Disqualification de Louga
« Des superviseurs ont été désignés pour aller dans les régions lors de la phase de sélection. Ils ont fait des rapports que nous avons exploités. Dans ce cas bien précis, il avait été dit qu’il n’y avait rien à signaler, les choses s’étaient passées normalement y compris dans la région de Louga. D’où la notion de confiance. Mais force est de constater que lors de la pesée, le Directeur technique national, Abdou Badji, et ses collaborateurs, faisant correctement les choses, ont découvert que les lutteurs de Louga, sauf un, avaient une licence en lutte avec frappe ; alors qu’il faut une licence de lutte sans frappe pour faire de la lutte sans frappe. Quand j’ai été mis au courant de l’affaire, j’ai personnellement appelé le superviseur qui m’a confirmé que les garçons ont lutté avec une licence de lutte sans frappe. J’ai convoqué tout de suite une réunion d’urgence parce que ce qu’il avait dit ne devait pas justifier l’exclusion des quatre lutteurs de Louga. J’ai donc tenu une réunion avec la Direction technique, le président du Crg de Louga ainsi que les techniciens qui ont confirmé que les lutteurs ont fait la phase de sélection avec des licences de lutte avec frappe. Je pense que le superviseur n’a pas fait son travail comme il le fallait. Au niveau du Cng, nous allons prendre nos responsabilités par rapport à ce manquement que nous trouvons extrêmement grave et à la limité irresponsable.

Manque de moyens du Crg de Tamba
« Le comité national prend en charge les dépenses majeures, le transport de région à région, l’hébergement, la nourriture etc.
Le comité local est chargé de la mise en place des infrastructures surtout au stade mais nous ne nous immisçons pas dans l’organisation du comité. Nous avons effectivement constaté des manquements à Tamba et nous étions obligés de nous substituer au comité local. C’est le Cng qui a mis en place les aires de combats, les tribunes et disons, tout ce qui était nécessaire pour une bonne organisation de la compétition. Nous allons faire le bilan et nous espérons que pareils manquements ne se reproduisent pas à Kolda puisque nous irons dans cette région l’année prochaine pour les besoins de la 19e édition du Drapeau du chef de l’Etat. Sur le plan de la communication, nous avons travaillé en étroite collaboration avec la 2Stv. Nous avons aussi fait passer 15 spots publicitaires à la Rts de Tamba. Est-ce à dire que les gens n’écoutent pas les radios ? Est-ce à dire que les gens ne regardent pas la télé ? Est-ce à dire que les gens ne lisent pas la presse ?

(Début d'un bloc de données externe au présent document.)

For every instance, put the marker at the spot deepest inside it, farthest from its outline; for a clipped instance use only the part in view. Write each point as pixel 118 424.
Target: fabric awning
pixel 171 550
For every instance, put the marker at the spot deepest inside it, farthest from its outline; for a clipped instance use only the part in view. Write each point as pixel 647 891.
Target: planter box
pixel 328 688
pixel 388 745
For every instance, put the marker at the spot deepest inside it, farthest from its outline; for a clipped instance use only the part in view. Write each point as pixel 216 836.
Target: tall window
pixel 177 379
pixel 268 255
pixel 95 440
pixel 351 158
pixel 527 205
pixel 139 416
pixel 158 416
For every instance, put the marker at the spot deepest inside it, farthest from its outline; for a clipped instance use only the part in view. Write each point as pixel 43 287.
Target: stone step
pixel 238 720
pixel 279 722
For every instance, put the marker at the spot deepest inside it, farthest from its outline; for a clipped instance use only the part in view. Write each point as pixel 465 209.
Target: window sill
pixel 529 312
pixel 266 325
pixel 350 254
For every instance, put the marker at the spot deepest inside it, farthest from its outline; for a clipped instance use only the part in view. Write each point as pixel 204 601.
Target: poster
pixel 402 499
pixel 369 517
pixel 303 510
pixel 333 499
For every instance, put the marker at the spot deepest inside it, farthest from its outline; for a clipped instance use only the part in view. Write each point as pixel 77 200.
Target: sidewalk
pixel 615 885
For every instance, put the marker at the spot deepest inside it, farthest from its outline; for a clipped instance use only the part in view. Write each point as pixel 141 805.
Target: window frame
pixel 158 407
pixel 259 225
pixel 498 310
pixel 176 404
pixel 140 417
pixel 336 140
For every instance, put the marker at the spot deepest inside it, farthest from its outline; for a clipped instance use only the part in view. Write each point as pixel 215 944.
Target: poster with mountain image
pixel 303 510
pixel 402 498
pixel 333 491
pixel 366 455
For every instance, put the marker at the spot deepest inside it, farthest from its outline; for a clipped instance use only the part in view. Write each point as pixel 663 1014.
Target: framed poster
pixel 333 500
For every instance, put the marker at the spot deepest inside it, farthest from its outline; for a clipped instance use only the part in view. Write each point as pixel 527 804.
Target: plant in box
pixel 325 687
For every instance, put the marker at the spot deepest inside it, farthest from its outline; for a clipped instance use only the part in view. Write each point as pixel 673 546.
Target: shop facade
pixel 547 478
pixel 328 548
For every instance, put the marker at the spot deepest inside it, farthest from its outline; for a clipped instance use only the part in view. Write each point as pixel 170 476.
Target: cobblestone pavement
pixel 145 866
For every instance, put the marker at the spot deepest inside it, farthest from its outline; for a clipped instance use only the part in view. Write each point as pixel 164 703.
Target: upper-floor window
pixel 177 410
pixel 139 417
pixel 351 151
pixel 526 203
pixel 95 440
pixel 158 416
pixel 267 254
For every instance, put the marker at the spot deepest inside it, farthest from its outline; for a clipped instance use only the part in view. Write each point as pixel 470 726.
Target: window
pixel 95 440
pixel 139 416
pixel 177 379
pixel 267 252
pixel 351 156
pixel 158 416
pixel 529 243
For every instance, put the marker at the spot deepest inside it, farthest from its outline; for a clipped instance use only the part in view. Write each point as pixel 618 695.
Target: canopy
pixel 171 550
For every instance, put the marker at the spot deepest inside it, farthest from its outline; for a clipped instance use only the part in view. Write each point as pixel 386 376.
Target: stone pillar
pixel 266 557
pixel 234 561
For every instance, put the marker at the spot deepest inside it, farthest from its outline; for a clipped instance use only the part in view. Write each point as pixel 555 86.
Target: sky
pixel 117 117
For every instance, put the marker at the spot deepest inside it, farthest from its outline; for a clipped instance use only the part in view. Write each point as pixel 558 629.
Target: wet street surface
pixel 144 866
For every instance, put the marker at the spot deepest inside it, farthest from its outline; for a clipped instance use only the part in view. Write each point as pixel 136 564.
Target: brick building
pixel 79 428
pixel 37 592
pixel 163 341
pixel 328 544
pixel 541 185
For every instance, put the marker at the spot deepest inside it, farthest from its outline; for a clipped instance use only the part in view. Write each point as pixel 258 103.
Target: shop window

Lutte africaine, lutte olympique
A-t-on l’impression que le Sénégal a pris une avance sur les autres pays concernant la lutte et le règlement africains ? Je me méfie toujours de ce que j’appelle l’autosatisfaction. Il y a quelques années, on était en avance dans d’autres disciplines mais cela ne nous a pas empêché de gagner des titres continentaux voire plus. Il faut continuer à travailler.
Notre combat, c’est de faire de la lutte africaine un sport olympique mais cela doit passer par plusieurs étapes. Le football n’est pas africain.

Il faudra qu’on soit assez lucide, assez conscient pour y parvenir. Nous comptons avec nos partenaires de la Confédération africaine de lutte associée, et la Fila, poser les jalons d’une reconnaissance et ensuite progressivement aller vers le sommet.